From: Masami Hiramatsu
Date: Thu Mar 05 2020 - 09:46:41 EST


On Thu, 5 Mar 2020 12:05:42 +0100
Luigi Rizzo <lrizzo@xxxxxxxxxx> wrote:

> > > As part of this patch, we factor out the code to allocate instances in
> > > get_pcpu_rp_instance() and get_rp_instance().
> > >
> > > At the moment we only allow one pending kretprobe per CPU. This can be
> > > extended to a small constant number of entries, but finding a free entry
> > > would either bring back the lock, or require scanning an array, which can
> > > be expensive (especially if callers block and migrate).
> >
> > I think if you disables irq while scanning an array (that should be
> > a small array), you don't need to afraid of such racing (maybe we need
> > a pair of memory barriers).
> >
>
> To be clear, I was not concerned by races (irq disabled solve that, worst
> case we'll miss an entry being freed by another core while we scan). The
> cost I worried about was when we have many busy entries which can possibly
> be out of the local cache of cpu X eg because the thread that grabbed the
> entry moved to another cpu Y and is updating the record there. This can be
> partially mitigated by putting the user block in a different cache line so
> the cache conflict will happen only once on release.

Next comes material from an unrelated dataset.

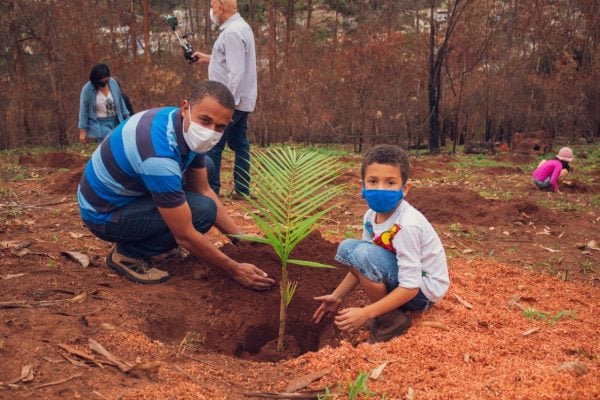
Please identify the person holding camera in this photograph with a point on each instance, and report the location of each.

But how much the cost is? Would you have any actual probe point and workload
about your concerning usecases? I think we can use perf to measure actual cost.

I would like to know the actual benefit of this change.
This is important because, in the future, if someone has another idea to
fix your concern, how I can judge it?

Thank you,

--
Masami Hiramatsu <mhiramat@xxxxxxxxxx>